Howard Robinson from the Road Surface Treatments Association (RSTA) wants the government to provide extra funding for road repair and maintenance.
This follows the wettest winter since 1766 with the Met office confirming that England and Wales endured 435mm (17.1inches) of rainfall from 1 December to 24 February.
The impact on the road network has been considerable with local authorities having to dig deep into ever decreasing budgets to find the funding for repairs. The cost of repairing Surrey’s roads and bridges is estimated to be £12.5m while Hereford County Council estimates it will cost £2.85m and
Worcestershire County Council has ring-fenced £700,000 for repairs.

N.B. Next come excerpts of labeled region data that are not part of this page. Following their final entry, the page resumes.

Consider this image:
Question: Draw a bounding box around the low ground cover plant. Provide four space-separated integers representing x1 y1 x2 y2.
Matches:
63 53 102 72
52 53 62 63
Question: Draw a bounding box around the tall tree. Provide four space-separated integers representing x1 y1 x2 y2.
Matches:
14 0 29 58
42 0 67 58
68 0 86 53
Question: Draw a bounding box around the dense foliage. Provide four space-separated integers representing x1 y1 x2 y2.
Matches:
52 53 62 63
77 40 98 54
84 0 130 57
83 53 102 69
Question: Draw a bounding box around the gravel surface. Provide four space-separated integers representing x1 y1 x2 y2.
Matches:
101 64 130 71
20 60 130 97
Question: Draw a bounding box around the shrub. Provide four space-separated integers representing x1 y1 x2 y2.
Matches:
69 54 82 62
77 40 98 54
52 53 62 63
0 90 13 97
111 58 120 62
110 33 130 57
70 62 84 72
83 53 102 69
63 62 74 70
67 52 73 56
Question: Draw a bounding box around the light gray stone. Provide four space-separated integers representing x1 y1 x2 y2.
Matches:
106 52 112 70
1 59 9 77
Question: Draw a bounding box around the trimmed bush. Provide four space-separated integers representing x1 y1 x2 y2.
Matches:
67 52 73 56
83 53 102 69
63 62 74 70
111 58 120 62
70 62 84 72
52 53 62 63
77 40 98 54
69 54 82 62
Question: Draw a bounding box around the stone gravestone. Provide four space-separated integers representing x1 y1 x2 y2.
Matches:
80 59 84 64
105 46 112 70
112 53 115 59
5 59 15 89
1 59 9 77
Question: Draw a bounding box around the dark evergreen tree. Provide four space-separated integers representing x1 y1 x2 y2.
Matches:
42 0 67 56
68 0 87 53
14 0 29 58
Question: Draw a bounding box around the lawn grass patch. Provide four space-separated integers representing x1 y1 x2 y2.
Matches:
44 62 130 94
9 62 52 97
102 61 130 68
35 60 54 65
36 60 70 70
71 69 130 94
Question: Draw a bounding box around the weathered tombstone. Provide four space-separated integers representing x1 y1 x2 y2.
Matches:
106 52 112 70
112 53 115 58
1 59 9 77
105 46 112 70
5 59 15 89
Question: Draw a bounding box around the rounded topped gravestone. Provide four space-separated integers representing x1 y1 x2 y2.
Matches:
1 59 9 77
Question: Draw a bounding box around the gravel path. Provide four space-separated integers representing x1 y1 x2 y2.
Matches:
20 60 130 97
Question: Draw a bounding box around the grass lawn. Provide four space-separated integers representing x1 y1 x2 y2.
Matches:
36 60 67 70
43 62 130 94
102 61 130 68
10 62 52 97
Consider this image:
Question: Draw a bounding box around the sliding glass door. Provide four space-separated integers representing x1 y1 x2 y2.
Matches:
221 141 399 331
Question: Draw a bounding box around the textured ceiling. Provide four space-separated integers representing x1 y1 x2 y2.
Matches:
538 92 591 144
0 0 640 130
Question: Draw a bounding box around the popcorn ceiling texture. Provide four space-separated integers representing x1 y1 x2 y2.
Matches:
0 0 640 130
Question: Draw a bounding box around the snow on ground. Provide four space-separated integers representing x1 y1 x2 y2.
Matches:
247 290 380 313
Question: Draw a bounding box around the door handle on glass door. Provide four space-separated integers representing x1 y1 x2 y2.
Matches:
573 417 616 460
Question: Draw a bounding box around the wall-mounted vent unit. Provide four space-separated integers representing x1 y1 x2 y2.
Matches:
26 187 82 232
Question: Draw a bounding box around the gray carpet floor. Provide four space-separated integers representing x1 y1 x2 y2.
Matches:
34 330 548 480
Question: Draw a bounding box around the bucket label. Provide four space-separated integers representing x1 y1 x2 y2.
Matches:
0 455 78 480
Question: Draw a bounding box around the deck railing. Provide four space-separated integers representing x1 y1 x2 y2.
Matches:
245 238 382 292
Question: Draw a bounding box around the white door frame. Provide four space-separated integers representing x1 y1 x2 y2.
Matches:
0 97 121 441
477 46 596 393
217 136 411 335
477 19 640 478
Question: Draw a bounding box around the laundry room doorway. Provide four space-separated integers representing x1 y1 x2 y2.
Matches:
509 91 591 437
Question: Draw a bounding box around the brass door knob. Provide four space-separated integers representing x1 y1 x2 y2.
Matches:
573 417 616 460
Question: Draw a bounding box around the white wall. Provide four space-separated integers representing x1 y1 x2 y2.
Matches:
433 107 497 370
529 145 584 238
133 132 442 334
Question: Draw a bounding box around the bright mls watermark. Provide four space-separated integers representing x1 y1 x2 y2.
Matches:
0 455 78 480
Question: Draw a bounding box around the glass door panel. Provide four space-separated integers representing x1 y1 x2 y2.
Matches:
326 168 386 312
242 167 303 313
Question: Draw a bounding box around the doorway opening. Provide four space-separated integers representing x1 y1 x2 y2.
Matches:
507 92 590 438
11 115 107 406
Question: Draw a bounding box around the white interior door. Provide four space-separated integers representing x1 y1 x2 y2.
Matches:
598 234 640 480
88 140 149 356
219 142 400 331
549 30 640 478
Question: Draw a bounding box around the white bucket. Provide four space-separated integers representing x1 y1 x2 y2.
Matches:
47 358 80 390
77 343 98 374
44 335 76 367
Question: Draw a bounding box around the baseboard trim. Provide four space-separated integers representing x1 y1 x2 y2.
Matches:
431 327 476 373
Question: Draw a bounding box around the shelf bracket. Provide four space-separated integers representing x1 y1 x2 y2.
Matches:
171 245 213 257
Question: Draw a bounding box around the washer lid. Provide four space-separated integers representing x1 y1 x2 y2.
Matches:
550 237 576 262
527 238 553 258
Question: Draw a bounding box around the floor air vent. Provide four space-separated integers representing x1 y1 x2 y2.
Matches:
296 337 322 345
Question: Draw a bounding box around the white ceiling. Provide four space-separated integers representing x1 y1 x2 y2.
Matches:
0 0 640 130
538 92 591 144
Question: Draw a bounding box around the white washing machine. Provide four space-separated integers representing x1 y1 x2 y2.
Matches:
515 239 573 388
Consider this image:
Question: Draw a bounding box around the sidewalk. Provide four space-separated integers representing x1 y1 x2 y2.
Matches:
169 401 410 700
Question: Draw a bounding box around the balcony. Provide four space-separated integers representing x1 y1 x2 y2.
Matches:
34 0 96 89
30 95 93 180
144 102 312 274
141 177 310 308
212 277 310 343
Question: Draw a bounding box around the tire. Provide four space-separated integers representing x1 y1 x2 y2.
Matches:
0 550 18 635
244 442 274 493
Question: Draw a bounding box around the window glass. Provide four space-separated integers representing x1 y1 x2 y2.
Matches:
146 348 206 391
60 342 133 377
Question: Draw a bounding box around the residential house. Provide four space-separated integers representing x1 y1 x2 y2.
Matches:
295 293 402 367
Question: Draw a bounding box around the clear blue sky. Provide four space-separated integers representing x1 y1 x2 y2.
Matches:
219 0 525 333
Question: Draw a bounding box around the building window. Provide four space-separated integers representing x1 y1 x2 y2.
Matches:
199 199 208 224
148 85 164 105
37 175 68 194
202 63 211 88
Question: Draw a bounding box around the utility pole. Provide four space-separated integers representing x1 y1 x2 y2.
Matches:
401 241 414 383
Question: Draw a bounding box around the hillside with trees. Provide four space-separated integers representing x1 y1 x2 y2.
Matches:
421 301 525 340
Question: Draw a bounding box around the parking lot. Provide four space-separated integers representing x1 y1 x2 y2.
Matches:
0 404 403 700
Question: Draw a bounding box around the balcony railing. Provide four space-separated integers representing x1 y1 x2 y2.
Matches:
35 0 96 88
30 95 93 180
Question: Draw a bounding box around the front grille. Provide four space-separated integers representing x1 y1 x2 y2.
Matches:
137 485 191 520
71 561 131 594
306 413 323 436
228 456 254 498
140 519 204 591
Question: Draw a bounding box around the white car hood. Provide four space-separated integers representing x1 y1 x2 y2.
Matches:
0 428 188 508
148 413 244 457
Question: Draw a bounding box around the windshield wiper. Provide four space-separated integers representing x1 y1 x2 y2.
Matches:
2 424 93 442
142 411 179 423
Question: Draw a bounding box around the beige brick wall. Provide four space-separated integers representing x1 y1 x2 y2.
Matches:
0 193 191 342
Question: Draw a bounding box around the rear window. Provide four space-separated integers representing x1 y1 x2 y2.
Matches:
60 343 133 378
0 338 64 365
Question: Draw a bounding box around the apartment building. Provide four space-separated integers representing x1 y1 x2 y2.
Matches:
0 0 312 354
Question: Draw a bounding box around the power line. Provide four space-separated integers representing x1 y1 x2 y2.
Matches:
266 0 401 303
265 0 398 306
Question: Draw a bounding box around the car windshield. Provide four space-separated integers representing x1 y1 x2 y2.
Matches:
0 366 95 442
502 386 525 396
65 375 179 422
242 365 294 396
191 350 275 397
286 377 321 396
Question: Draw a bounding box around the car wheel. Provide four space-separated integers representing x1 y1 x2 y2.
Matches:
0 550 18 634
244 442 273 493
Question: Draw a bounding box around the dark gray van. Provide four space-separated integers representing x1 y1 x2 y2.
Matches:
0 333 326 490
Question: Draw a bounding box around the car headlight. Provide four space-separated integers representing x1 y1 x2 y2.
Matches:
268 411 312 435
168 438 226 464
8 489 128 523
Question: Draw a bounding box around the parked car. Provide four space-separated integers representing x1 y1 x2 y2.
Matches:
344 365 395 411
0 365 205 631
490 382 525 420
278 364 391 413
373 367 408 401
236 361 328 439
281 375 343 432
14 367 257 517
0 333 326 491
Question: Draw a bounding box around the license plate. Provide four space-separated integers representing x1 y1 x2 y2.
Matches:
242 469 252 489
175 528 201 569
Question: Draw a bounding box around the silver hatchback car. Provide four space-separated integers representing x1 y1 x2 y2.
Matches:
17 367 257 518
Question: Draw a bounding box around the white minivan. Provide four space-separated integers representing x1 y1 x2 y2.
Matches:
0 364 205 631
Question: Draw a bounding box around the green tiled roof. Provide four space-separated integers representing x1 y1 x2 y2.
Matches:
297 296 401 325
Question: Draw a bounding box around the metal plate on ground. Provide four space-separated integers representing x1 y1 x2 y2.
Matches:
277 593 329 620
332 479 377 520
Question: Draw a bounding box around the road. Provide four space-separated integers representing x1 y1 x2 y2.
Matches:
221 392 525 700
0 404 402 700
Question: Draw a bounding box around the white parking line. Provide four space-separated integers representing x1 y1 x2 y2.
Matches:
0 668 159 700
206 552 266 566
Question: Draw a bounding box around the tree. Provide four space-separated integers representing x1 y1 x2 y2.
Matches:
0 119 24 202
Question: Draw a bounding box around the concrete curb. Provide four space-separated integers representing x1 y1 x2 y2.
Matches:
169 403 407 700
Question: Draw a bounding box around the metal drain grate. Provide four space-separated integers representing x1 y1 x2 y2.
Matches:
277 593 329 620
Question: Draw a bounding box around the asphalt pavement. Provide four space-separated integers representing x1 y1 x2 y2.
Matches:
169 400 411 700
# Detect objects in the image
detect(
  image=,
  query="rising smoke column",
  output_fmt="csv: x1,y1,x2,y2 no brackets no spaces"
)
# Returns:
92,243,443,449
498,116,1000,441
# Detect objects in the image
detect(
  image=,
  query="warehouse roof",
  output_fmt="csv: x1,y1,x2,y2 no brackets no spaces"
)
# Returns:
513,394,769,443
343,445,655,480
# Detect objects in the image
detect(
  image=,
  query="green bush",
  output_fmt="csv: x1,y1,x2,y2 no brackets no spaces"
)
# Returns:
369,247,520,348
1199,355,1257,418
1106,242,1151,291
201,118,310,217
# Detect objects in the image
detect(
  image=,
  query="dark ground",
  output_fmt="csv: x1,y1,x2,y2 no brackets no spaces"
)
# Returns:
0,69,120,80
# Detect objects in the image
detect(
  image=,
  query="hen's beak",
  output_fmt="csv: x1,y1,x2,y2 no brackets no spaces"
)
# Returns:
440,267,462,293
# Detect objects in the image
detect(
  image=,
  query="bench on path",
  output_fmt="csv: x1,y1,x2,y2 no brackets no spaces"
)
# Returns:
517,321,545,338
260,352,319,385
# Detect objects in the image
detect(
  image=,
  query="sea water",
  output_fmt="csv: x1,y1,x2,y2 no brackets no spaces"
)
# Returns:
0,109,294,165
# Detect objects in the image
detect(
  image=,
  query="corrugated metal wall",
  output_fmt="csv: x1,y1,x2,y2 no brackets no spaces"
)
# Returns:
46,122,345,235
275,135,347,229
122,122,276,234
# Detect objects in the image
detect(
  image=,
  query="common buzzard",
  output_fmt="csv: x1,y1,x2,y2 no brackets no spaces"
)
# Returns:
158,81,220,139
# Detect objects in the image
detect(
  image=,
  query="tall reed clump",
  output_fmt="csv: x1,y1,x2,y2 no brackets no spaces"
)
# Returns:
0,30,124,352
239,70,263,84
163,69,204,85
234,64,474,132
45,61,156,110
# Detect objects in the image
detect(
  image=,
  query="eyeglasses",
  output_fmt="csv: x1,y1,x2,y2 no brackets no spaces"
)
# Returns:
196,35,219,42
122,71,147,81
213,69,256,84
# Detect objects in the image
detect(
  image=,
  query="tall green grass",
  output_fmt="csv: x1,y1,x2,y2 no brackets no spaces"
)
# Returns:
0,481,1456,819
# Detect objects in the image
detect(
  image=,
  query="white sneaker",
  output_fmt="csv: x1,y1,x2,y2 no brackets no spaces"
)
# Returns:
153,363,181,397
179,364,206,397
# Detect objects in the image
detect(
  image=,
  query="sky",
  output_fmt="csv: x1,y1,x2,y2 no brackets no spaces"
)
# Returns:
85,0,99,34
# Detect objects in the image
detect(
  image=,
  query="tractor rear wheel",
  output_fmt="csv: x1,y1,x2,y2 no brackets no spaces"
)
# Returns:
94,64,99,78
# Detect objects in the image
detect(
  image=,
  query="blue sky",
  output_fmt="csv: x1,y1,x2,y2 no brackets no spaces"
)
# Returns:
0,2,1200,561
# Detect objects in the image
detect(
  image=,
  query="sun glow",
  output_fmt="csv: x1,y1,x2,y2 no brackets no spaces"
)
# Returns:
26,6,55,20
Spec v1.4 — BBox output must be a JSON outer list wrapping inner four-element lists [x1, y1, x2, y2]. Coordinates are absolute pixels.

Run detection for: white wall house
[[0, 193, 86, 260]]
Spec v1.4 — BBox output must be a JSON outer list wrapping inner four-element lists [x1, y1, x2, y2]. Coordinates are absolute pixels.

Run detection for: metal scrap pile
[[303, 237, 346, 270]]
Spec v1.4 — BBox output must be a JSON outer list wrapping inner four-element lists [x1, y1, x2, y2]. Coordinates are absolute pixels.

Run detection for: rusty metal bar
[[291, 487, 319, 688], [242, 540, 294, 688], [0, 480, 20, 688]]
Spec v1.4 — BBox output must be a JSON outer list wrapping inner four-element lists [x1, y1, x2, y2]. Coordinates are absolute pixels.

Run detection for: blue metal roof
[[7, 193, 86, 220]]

RSTA chief executive Howard Robinson said: “The impact of the widespread flooding on the road network is considerable and will only become really apparent as the flood waters subside. The road foundations will have been undermined whilst the road surface will be damaged.
“Highway budgets are already severely stretched with current funding levels being inadequate to fulfil current road maintenance programmes let alone the unprecedented flood damage. Local authorities will struggle to find the resources for this additional financial burden. The government must make funding available for flood repairs.”
In response to the flooding, the government has announced a series of flooding resilience studies into the UK’s transport network.
“These studies must examine the flood resilience of our road network and provide councils with the support that they need to ensure correct levels of maintenance,” adds Robinson.